Former NFL football player Wade Davis is executive director of the You Can Play Project.

AP Photo/Scott Eisen

If you know a gay person, you're more likely to support LGBT rights. Such is the correlation driving the You Can Play Project's new "High Five" initiative, which aims to bring NFL players together on a one-on-one basis with LGBT youth across the country.

The You Can Play group was co-founded by Patrick Burke, an NHL executive whose father is a major figure in the hockey world and whose brother Brendan died in 2010 shortly after coming out. Its goal: inclusion of out LGBT individuals in sports culture. YCP executive director Wade Davis (who played in training camp with several NFL teams and came out after retiring) and former NFL players and NFL player-engagement execs Troy Vincent and Dwight Hollier kicked off the initiative Tuesday with a visit to the Hetrick-Martin Institute (HMI) in Manhattan, which cares for and educates LGBT youth, many of whom are homeless.

Vincent and Hollier were taken on a brief tour of the HMI campus and then met with a room of about 20 students to discuss the parallels between their lives. Vincent's testimony about the difficulty of realizing you're no longer a star performer found unexpected resonance with Tamara Williams.
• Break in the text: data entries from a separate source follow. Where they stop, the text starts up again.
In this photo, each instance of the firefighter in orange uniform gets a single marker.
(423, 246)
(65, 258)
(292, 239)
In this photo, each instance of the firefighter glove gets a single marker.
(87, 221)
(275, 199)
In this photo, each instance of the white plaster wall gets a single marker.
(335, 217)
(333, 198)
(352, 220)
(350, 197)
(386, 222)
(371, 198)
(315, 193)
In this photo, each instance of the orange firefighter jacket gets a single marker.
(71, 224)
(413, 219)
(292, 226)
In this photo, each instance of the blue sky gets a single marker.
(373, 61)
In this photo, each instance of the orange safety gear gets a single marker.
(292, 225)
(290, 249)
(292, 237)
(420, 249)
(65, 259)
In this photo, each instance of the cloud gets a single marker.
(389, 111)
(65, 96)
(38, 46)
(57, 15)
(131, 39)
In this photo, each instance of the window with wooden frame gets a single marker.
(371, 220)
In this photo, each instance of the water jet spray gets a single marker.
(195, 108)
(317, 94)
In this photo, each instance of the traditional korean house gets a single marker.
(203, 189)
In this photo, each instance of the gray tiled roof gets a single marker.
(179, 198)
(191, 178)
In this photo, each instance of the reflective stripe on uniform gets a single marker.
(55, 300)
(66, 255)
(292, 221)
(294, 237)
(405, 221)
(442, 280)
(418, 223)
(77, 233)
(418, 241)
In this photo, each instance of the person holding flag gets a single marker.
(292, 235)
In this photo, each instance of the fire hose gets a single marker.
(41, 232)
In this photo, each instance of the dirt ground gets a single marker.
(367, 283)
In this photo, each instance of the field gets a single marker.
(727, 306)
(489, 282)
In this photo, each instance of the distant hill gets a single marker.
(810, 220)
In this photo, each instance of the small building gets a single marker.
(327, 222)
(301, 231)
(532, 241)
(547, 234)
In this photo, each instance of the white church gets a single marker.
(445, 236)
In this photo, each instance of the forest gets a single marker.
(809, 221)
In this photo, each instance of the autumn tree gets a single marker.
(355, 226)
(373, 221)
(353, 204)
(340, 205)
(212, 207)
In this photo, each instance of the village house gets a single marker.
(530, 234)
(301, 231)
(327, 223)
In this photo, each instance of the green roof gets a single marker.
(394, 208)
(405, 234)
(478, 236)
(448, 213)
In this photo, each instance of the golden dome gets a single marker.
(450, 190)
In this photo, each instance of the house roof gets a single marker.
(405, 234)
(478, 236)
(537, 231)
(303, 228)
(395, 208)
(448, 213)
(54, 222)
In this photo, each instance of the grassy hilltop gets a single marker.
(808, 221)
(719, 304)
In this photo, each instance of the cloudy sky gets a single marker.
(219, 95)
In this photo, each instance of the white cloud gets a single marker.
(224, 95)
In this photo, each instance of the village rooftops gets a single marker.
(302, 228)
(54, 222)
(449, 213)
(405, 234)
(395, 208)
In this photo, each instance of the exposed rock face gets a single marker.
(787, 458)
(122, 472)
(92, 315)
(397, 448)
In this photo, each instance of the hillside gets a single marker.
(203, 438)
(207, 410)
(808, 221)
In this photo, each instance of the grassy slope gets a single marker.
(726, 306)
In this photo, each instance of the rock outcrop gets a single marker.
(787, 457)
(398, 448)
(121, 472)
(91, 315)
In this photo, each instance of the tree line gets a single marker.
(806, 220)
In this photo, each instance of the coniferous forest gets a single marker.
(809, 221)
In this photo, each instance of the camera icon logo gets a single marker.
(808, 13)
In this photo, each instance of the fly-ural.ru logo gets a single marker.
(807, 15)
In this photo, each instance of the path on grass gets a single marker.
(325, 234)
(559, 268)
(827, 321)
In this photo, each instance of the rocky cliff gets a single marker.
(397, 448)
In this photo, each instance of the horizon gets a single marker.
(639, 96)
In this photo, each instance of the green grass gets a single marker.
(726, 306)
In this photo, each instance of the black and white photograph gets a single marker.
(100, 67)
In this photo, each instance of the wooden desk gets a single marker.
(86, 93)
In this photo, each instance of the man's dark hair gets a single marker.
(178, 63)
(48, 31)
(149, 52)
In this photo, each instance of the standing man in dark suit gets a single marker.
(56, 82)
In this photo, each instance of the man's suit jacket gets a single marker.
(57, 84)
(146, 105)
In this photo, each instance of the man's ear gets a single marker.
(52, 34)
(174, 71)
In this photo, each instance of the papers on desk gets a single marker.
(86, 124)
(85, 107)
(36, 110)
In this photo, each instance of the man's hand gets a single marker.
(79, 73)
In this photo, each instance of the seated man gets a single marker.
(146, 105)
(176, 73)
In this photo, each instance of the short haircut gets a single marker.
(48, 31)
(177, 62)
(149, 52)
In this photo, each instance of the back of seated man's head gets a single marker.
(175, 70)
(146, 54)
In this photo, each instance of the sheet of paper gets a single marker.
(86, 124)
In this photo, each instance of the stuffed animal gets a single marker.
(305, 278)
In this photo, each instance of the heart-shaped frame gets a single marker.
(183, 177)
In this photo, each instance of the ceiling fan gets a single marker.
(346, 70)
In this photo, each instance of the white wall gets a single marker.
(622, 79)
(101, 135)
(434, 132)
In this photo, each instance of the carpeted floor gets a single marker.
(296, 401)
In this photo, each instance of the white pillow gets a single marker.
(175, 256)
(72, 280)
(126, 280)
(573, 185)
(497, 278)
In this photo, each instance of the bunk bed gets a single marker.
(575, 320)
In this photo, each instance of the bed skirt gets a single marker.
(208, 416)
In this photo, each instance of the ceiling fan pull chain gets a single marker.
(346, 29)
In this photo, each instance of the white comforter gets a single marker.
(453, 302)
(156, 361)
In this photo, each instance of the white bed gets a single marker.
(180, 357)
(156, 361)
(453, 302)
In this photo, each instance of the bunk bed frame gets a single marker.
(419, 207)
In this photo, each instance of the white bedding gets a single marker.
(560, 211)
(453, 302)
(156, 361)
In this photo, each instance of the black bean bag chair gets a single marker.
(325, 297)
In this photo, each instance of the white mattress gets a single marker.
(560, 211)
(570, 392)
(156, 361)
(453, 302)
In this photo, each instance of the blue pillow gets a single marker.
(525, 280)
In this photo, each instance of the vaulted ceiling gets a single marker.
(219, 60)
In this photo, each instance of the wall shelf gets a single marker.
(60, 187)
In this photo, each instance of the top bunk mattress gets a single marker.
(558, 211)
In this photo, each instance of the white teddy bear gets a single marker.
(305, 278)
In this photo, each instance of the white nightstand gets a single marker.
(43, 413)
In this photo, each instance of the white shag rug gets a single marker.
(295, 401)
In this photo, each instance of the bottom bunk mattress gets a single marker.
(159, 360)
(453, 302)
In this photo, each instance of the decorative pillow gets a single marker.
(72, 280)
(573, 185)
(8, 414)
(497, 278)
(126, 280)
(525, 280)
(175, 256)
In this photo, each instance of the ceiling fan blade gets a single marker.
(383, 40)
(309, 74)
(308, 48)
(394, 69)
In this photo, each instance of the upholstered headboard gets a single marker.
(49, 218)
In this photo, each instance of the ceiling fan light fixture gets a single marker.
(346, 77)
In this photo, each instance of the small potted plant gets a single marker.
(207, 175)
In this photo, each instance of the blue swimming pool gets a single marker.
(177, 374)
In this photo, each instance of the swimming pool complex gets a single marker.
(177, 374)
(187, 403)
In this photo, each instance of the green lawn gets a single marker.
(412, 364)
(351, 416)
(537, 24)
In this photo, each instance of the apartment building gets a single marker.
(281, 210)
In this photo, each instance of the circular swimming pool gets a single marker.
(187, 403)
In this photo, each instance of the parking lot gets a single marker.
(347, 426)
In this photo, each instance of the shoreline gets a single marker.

What followed was probably the first-ever comparison between professional football and club dancing. "The kiki scene is a lot like football," the 24-year-old Williams told Vincent. "It's all about you and your performance and who's the best. And when you're the best, that's how people look at you."

You Can Play hopes to expand the initiative to LGBT youth groups in other cities and enlist other NFL players and professional athletes into the effort.